宿泊手当は夕朝食代の掛かり増しを含むため、二重支給を防止する観点から、宿泊費の中に夕朝食代相当額が含まれており、かつ、夕朝食代相当額が不明でその金額を宿泊料金から控除して宿泊費本来の金額(素泊まりの金額)を算出することができない場合は、機械的に宿泊手当を減額する。同様に、移動中に宿泊する場合(例:機中泊)で、交通費の中に食事代相当額が含まれているときも、宿泊手当を減額する。また、旅行中に自宅(及びこれに相当する場所)に宿泊する場合は、宿泊を伴う旅行に必要な諸雑費(夕朝食代の掛かり増しを含む。)が発生しないと想定されることから、宿泊手当を全く支給しないこととしている。(【図5 宿泊手当の考え方】)
(ウ)転居費(現行:移転料)の算定方法等
転居費は、赴任に伴う転居に要する費用を実費額で支給することとしており、改正後の旅費法省令では、その実費額の算定方法を定めている。その算定方法は、大きく分けて以下の3つの方法としている。
①引越業者(旅行者が複数の見積りを徴取し、最も経済的なものを選択。)を利用する方法
②旅行役務提供者(あらかじめ国と旅行役務提供契約を締結した者。引越業者を想定。)を利用する方法
③宅配便や自家用車を利用する方法
このうち、①と③は現行の運用における実費額の算定方法を本則化するものであり、②は新設された旅行役務提供者を利用する場合に対応するものである。外国旅行では冗費節約を図る観点から、民間企業等の実態を踏まえて、家財運送量(容積又は重量)の上限を運送方法別に定めている。
なお、偏に転居に要する費用といってもその内容は様々であるため、現行の運用等を踏まえ、国費による支給が適当でない費用(「国家公務員等の旅費に関する法律等の運用方針」(令和6年12月20日付財計第4707号。以下「運用方針」という。)で規定するもの)や他から支給を受けた転居に係る旅費等については、転居費の金額から控除することとしている。
(エ)渡航雑費(現行:旅行雑費)の細則
渡航雑費は、外国旅行に要する雑費について支給するものであり、対象となる費用は旅費法施行令で列挙しているが、改正後の旅費法省令では旅費法施行令からの委任を受け、さらに細かな費用を列挙している。
具体的には、現行の支度料に係る運用で支給対象としていた費用などを定めているが、旅行先や公務の内容により「外国旅行に要する雑費」の内容も多岐にわたることから、旅費法施行令や改正後の旅費法省令において規定している費用以外に必要な費用が生じた場合に機動的に対応できるよう、運用方針への委任規定を設けている。なお、旅費法施行令や改正後の旅費法省令において規定した類型の費用であれば無条件に支給するといった野放図な執行とならないよう「公務のため特に必要とするものに限る」としている。
(オ)死亡手当の定額
死亡手当は、職員、その配偶者又は子が外国において死亡した際に必要となる諸雑費に充てるための費用として支給するものであり、改正後の旅費法省令では、その定額を定めている。

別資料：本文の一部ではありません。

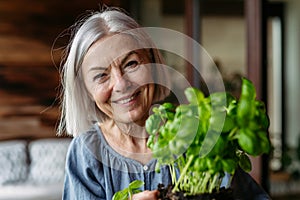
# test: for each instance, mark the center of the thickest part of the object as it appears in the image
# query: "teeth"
(123, 101)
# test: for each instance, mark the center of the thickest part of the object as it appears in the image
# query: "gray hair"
(78, 110)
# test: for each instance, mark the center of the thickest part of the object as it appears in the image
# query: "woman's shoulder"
(88, 143)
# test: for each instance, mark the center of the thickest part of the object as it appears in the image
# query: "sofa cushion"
(47, 160)
(13, 162)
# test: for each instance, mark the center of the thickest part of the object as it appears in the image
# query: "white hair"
(78, 110)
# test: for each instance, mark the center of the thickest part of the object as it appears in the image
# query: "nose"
(121, 82)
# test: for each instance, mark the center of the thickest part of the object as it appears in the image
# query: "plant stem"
(184, 170)
(232, 132)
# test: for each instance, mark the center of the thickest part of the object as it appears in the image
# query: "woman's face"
(117, 75)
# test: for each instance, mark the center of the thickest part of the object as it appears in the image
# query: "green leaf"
(136, 184)
(121, 195)
(193, 95)
(229, 165)
(248, 141)
(264, 142)
(153, 124)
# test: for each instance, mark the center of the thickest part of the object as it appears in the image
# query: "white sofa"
(32, 169)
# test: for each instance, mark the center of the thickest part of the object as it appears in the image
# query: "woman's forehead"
(110, 48)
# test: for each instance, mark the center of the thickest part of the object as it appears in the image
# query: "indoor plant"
(202, 140)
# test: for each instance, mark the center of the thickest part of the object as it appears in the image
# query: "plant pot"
(167, 194)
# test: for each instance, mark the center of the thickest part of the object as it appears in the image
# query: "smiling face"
(117, 75)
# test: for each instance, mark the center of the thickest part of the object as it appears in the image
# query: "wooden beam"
(256, 18)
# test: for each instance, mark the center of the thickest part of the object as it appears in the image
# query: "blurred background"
(258, 39)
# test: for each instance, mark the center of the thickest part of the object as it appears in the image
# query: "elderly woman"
(112, 76)
(109, 81)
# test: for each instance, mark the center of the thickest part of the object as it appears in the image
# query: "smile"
(127, 100)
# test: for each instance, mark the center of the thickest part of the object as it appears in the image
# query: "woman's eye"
(101, 77)
(131, 64)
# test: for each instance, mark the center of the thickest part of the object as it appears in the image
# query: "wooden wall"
(29, 78)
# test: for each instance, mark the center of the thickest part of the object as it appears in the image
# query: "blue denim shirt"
(95, 171)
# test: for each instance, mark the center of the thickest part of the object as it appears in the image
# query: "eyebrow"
(122, 61)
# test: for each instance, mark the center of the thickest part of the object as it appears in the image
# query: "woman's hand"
(146, 195)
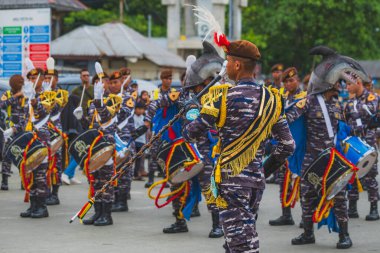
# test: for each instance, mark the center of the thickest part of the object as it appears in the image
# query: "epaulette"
(216, 95)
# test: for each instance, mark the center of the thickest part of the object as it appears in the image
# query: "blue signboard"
(12, 39)
(39, 29)
(12, 66)
(12, 48)
(39, 39)
(12, 57)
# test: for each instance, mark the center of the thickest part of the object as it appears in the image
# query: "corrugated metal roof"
(61, 5)
(371, 67)
(113, 40)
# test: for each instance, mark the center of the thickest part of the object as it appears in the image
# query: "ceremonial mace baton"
(131, 161)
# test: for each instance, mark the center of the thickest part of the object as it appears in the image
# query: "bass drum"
(180, 159)
(101, 152)
(359, 153)
(334, 167)
(37, 151)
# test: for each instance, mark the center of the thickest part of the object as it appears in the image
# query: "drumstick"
(132, 160)
(122, 85)
(100, 73)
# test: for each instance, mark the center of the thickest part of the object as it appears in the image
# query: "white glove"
(28, 90)
(121, 154)
(46, 86)
(78, 113)
(98, 90)
(8, 134)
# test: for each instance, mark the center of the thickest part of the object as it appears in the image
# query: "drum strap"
(55, 117)
(42, 122)
(326, 116)
(359, 120)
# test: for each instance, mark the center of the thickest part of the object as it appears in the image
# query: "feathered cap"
(239, 48)
(207, 65)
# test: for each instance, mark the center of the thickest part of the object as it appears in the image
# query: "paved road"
(140, 230)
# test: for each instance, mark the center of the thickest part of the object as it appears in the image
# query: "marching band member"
(293, 93)
(238, 177)
(154, 116)
(322, 112)
(105, 119)
(359, 111)
(124, 131)
(61, 98)
(13, 102)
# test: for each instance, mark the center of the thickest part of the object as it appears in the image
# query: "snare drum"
(37, 151)
(101, 152)
(339, 171)
(359, 153)
(180, 159)
(56, 141)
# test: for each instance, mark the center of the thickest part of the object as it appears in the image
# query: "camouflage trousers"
(101, 176)
(280, 181)
(153, 165)
(124, 182)
(39, 187)
(370, 181)
(239, 218)
(310, 198)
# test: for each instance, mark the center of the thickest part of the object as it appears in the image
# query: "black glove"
(189, 104)
(139, 131)
(271, 165)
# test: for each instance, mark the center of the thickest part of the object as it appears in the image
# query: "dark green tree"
(285, 30)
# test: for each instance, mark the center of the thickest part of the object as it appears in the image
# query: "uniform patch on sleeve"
(301, 104)
(371, 97)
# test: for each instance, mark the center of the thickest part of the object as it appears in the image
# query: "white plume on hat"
(50, 62)
(189, 61)
(29, 65)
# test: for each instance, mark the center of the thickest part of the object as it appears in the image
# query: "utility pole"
(121, 11)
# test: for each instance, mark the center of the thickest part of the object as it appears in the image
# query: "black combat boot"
(307, 237)
(97, 214)
(53, 198)
(4, 183)
(179, 226)
(121, 205)
(150, 179)
(28, 212)
(106, 218)
(216, 231)
(195, 212)
(41, 210)
(352, 209)
(373, 213)
(344, 238)
(285, 219)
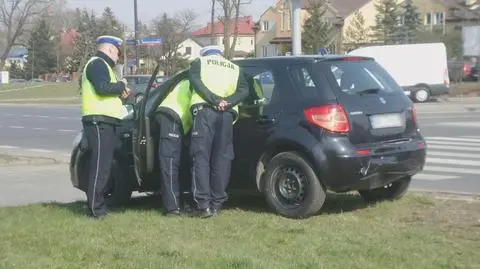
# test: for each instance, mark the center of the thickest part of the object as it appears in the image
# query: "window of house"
(428, 18)
(265, 79)
(265, 26)
(286, 19)
(439, 18)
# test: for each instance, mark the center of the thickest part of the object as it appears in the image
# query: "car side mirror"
(138, 97)
(261, 101)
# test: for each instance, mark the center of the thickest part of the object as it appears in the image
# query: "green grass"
(416, 232)
(51, 91)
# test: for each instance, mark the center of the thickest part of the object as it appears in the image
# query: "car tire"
(421, 94)
(296, 194)
(119, 188)
(393, 191)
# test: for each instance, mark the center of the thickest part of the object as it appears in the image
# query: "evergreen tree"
(411, 22)
(317, 31)
(386, 28)
(41, 51)
(356, 32)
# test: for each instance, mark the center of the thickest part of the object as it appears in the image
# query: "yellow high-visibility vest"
(219, 75)
(94, 104)
(178, 100)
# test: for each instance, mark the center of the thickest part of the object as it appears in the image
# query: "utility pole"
(137, 62)
(296, 28)
(125, 59)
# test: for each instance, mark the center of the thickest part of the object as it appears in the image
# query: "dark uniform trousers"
(211, 150)
(169, 155)
(102, 142)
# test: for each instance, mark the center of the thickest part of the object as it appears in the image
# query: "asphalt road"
(452, 131)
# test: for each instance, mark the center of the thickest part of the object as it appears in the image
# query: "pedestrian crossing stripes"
(451, 158)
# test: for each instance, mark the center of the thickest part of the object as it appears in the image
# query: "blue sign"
(323, 51)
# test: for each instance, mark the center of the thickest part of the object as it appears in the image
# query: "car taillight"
(353, 58)
(414, 114)
(332, 118)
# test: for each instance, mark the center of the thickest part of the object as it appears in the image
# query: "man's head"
(211, 50)
(110, 45)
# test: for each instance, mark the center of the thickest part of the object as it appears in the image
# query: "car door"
(258, 117)
(144, 148)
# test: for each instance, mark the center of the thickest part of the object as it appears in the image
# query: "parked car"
(335, 123)
(138, 83)
(420, 69)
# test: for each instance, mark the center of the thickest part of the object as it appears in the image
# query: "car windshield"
(358, 77)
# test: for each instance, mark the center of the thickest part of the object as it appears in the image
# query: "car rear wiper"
(374, 90)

現行の旅費法において、死亡手当には、ご遺体の搬送やご遺体の引取りに必要な費用、葬祭の費用、出張・赴任を続けるための交通費などが含まれていたが、国内で死亡した際の取扱いとの均衡等を考慮すると葬祭のための費用は旅費として支給することが妥当ではないこと、交通費に相当する費用は改正後の旅費法において実費を支給することとしていることから、死亡手当の構成要素は、ご遺体の搬送等に必要な費用(交通費を除く。)に限る見直しをしている。

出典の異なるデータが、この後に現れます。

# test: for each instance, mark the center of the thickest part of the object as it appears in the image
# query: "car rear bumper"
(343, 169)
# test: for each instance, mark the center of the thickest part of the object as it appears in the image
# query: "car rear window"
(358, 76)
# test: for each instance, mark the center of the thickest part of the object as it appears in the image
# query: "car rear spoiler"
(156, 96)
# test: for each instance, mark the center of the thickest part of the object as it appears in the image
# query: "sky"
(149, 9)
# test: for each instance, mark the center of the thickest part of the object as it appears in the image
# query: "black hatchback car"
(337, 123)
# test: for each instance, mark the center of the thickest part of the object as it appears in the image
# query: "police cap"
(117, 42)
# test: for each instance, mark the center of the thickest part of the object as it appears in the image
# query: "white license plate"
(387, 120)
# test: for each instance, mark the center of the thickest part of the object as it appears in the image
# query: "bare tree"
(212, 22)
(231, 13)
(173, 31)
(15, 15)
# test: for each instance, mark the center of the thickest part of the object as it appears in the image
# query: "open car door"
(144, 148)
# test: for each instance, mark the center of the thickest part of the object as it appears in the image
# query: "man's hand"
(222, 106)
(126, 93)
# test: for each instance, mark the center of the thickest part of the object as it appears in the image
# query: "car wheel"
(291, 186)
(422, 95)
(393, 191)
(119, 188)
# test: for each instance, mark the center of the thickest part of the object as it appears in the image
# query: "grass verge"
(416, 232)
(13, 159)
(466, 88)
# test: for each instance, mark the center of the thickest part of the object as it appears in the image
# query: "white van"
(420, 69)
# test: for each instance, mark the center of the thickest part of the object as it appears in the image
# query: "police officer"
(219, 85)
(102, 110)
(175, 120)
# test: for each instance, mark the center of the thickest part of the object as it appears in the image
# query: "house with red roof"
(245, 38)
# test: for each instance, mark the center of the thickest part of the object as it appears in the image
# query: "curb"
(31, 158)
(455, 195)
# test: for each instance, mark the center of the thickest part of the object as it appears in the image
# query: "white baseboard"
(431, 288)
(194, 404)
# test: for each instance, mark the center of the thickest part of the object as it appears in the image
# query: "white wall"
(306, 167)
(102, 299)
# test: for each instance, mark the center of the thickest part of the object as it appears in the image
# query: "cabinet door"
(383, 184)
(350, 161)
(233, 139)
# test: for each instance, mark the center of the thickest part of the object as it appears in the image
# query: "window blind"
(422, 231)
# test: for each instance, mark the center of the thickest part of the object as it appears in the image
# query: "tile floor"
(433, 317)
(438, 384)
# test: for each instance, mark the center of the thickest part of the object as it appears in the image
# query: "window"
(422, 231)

このような見直しのもと、死亡手当の定額は、各在外公館所在都市において、邦人が死亡し、本邦へのご遺体の搬送等を行うために要する金額を調査し、その結果を踏まえて設定している。
(2)法令の実施のために必要な事項
今般の旅費制度見直しでは旅行命令や旅行依頼、旅費の請求に係る「様式」を廃止することとしており、改正後の旅費法省令では、その「様式」に代えて、旅行命令等を行う際に必要となる記載事項又は記録事項を規定している。これまでは書面での手続を想定して記載又は記録すべき事項を「様式」として定めていたが、デジタル化の進展に伴う旅費システムの開発・導入に当たってはその存在が障害となっていた一面がある。今回の「様式」の廃止によって、より自由度の高いシステムの開発・導入が可能となることから、更なる事務負担の軽減が期待される。
また、上記以外にも、旅費の返納において差引きの対象となる給与の種類、旅行経路に通勤手当の支給を受ける区間が含まれている場合の旅費の調整、実地監査に必要な手続など、法令を実施するために必要な技術的事項について定めている。
4.おわりに
改正後の旅費法省令では、旅費の金額に直接関わる宿泊費基準額や宿泊手当の定額を定めていることもあり、パブリックコメントの開始後には、直接適用される各府省等のみならず、旅費法を参照している地方自治体や公法人等からの問い合わせが急増し、旅費制度の影響する範囲が広いことを改めて実感させられた。
改正旅費法省令と運用方針の公布によって、旅費制度は、約70年ぶりとなる抜本改正を果たすことができた(【図6 現行の旅費法からみた改正後の旅費法令(イメージ)】は、改正前の旅費法で規定されていた各条の内容が、改正後の法体系のどこで規定されることとなったかをイメージとして整理したものである)。これは、これまで旅費制度を支え知恵を絞ってきた先達が、その実績や知見を積み重ねてきたからこそ成し遂げられたものである。旅費制度の現在の担当者として改めて深謝いたしたい。
かくして、改正旅費制度はその産声をあげ、本年4月から歩みを進めていくこととなる。忘れてはならないのは、この旅費制度はあくまで現状に応じた諸般の基準を定めたものであって、そこから無数に生まれる旅費の執行を円滑に行うためには、制度を所管する立場として、各府省等の運用実態等を踏まえた適切なメンテナンスを不断に行う必要があるということだ。今後とも経済社会情勢の変化に対応し、旅費法の目的である「公務の円滑な運営に資すること」と「国費の適正な支出を図ること」を満たす二刀流の制度設計・運用を図ることができるよう励んでまいりたい。
※本稿内の意見に関する部分は筆者の個人的見解であり、筆者の所属する組織の見解を表すものではありません。
*1) 地域・職階ごとに区分し、最低額が50銭、最高額が4円となっていた。
*2) 地域・職階ごとに区分し、最低額が60銭、最高額が4円となっていた。
*3) 明治19年閣令第14号第7条ただし書で規定していた。
*4) 地域・職階ごとに区分し、最低額が1円50銭、最高額が8円となっていた。